I’d like to note that Netherton’s organization has different reasons for opposition than I normally write about in The Fight. Instead of concerns about property values or conspiracies about battery fires, her organization and a multitude of other desert ecosystem advocates are trying to avoid a future where large industries of any type harm or damage one of the nation’s most biodiverse and undeveloped areas.
This concern for nature has historically motivated environmental activism. But it’s also precisely the sort of advocacy that Trump officials have opposed tooth-and-nail, dating back to the president’s previous term, when advocates successfully opposed his rewrite of Endangered Species Act regulations. This reason – a motivation to hippie-punch, so to speak – is a reason why I hardly expect species protection to be enough of a concern to stop solar projects in their tracks under Trump, at least for now. There’s also the whole “energy dominance” thing, though Trump has been wishy-washy on adhering to that goal.
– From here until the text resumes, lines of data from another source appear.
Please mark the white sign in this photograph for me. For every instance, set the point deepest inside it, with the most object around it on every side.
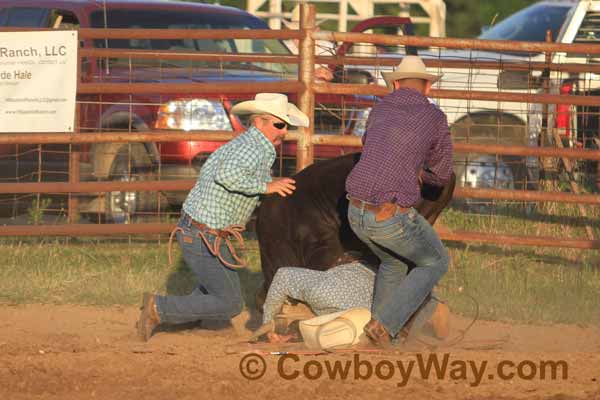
(38, 81)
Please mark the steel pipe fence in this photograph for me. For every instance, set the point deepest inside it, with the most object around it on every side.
(76, 180)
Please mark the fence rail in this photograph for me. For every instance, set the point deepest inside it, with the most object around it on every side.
(305, 88)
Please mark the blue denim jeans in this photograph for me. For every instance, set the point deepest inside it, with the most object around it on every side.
(217, 295)
(413, 259)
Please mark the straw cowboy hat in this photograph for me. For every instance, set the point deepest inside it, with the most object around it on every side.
(410, 67)
(340, 329)
(275, 104)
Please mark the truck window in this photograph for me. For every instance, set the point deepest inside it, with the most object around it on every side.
(165, 19)
(530, 24)
(28, 17)
(3, 16)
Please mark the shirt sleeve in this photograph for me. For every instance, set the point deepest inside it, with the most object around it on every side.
(438, 168)
(287, 282)
(238, 172)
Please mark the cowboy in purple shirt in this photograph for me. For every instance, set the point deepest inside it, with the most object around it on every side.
(407, 142)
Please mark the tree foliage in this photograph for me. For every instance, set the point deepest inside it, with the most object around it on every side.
(464, 18)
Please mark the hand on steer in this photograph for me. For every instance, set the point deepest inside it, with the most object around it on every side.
(281, 186)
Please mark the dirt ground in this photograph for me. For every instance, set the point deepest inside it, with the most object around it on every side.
(74, 352)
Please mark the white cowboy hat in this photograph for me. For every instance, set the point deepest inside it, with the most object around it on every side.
(275, 104)
(340, 329)
(410, 67)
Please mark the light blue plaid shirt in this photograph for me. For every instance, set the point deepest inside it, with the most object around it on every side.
(231, 180)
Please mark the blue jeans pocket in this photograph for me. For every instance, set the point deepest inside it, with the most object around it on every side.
(391, 228)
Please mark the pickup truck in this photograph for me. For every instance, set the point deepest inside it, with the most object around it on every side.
(515, 123)
(334, 114)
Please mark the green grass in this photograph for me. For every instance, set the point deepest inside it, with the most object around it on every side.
(525, 284)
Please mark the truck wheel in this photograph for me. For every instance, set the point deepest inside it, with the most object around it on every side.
(124, 207)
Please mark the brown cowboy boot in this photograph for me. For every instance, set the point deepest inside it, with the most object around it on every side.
(149, 318)
(377, 333)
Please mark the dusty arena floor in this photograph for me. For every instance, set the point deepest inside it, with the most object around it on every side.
(74, 352)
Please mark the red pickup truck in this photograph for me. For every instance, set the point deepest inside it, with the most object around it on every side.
(334, 114)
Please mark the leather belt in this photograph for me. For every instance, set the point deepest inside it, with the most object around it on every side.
(382, 211)
(205, 228)
(376, 207)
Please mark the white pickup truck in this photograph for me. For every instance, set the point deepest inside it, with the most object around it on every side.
(513, 123)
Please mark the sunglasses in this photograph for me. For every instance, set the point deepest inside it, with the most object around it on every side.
(280, 125)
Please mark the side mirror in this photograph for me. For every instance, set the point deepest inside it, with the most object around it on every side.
(518, 80)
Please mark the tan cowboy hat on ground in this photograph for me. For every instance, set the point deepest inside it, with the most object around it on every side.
(410, 67)
(275, 104)
(340, 329)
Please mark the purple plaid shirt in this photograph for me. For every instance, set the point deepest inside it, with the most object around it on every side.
(406, 134)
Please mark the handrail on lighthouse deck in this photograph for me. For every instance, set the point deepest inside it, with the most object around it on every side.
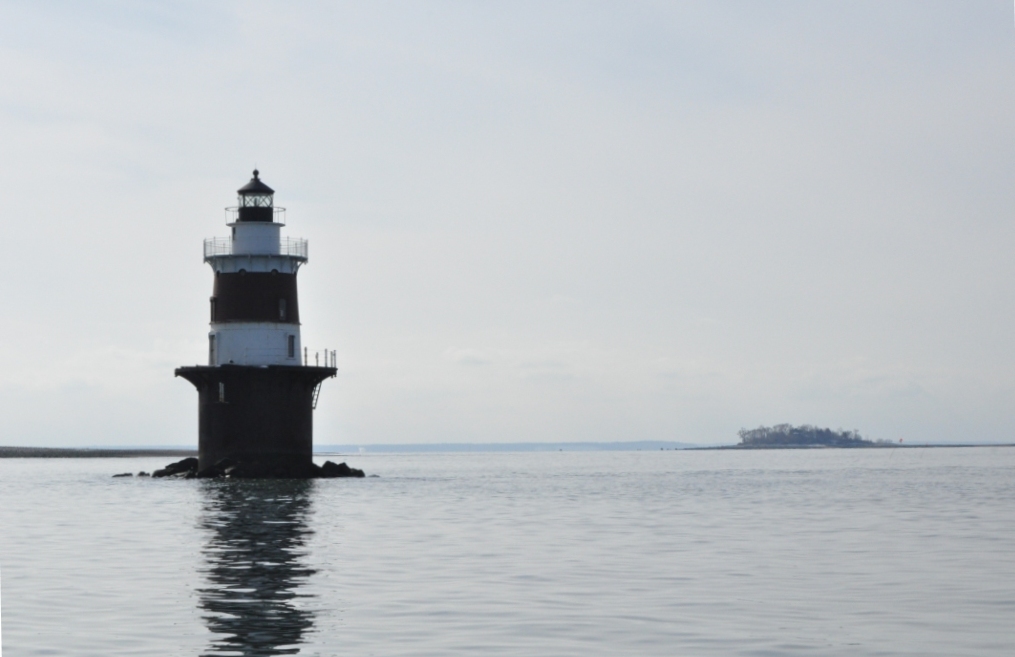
(292, 247)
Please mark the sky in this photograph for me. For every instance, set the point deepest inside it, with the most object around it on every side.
(528, 221)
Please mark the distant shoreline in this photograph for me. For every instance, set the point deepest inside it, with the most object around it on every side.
(9, 452)
(891, 446)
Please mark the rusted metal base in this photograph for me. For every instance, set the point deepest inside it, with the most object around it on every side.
(256, 414)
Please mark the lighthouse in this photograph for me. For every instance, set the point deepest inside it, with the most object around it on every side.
(257, 394)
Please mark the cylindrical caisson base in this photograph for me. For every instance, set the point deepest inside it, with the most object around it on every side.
(256, 415)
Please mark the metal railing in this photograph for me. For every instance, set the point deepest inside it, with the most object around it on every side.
(232, 215)
(291, 247)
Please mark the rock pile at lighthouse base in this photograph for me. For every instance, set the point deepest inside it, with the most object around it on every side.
(188, 469)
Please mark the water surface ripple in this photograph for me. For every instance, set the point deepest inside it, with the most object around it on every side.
(783, 552)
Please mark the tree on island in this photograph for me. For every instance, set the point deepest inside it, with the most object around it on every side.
(786, 435)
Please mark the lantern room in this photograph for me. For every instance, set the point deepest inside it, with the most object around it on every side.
(256, 201)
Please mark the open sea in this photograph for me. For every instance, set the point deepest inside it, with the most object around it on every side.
(879, 551)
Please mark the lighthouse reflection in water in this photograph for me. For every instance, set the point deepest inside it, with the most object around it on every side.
(254, 566)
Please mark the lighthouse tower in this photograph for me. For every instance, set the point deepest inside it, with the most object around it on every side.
(256, 396)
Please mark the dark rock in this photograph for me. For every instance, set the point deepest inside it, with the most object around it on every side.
(187, 469)
(184, 466)
(330, 470)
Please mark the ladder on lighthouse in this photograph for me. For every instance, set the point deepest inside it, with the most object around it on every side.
(317, 393)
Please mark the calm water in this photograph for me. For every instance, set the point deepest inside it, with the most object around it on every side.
(796, 552)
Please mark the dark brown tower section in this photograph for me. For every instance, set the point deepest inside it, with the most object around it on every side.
(262, 415)
(255, 297)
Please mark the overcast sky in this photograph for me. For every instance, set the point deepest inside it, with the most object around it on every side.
(528, 220)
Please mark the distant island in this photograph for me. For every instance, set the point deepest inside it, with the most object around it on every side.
(782, 436)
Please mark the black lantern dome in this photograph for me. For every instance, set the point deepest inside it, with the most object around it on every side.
(256, 201)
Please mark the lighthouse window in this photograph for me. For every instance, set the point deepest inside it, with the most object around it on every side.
(257, 200)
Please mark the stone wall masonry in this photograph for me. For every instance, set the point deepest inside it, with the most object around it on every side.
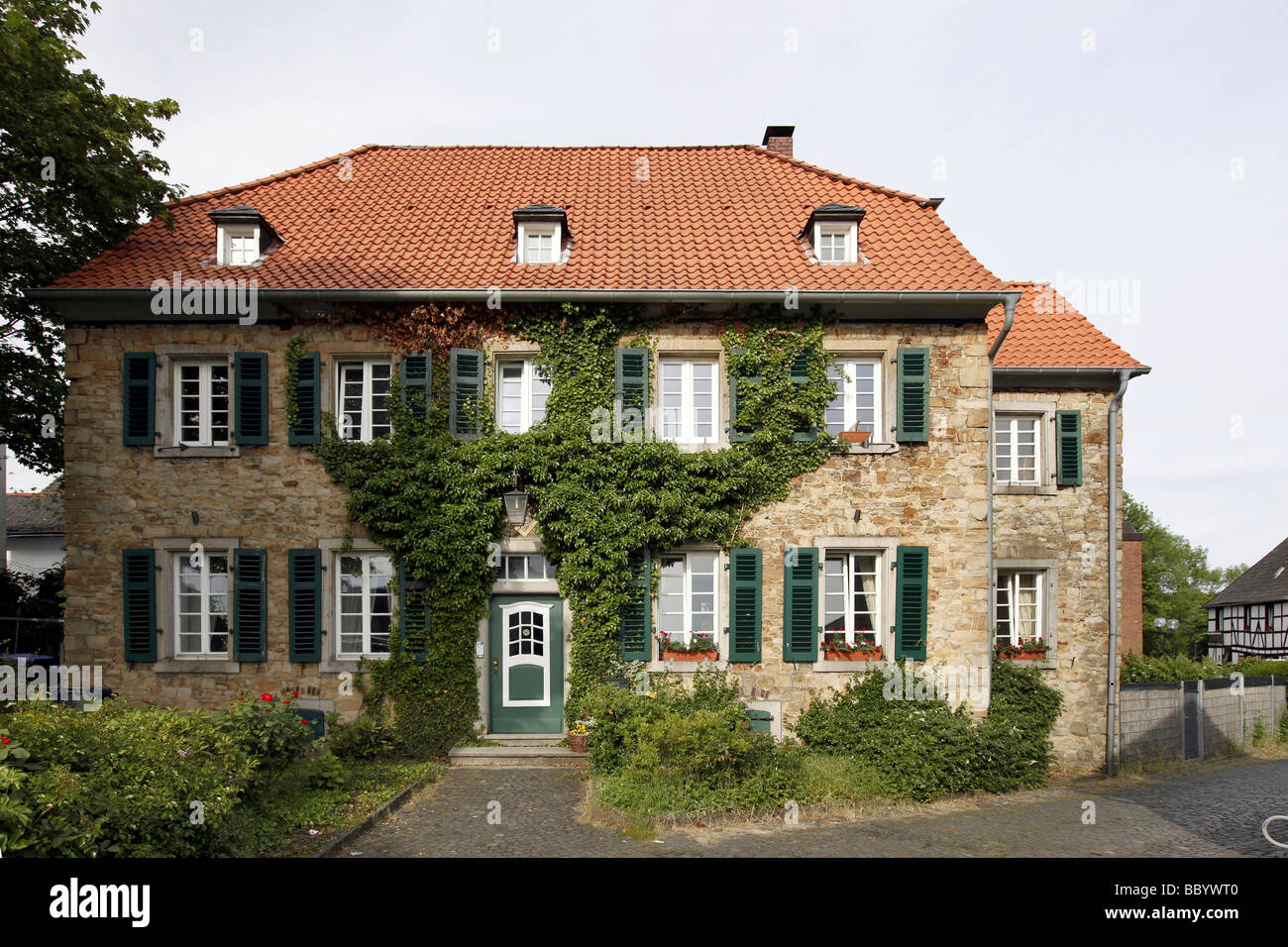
(1072, 528)
(277, 497)
(931, 493)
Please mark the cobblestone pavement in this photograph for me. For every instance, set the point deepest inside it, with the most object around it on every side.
(1214, 809)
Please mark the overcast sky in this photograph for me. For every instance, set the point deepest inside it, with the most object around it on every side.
(1127, 147)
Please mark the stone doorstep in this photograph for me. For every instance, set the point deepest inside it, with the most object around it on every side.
(526, 738)
(515, 757)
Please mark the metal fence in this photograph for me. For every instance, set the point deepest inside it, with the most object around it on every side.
(1192, 719)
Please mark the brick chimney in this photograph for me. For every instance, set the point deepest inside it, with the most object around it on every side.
(780, 138)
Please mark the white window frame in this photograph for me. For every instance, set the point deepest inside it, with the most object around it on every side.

Patrick Donnelly, great basin director at the Center for Biological Diversity, agrees that this is a period of confusion but not necessarily an end to solar permitting on BLM land.
“[Solar] is moving a lot slower than it was six months ago, when it was coming at a breakneck pace,” said Patrick Donnelly of the Center for Biological Diversity. “How much of that is ideological versus 15-20% of the agencies taking early retirement and utter chaos inside the agencies? I’m not sure. But my feeling is it’s less ideological. I really don’t think Trump’s going to just start saying no to these energy projects.”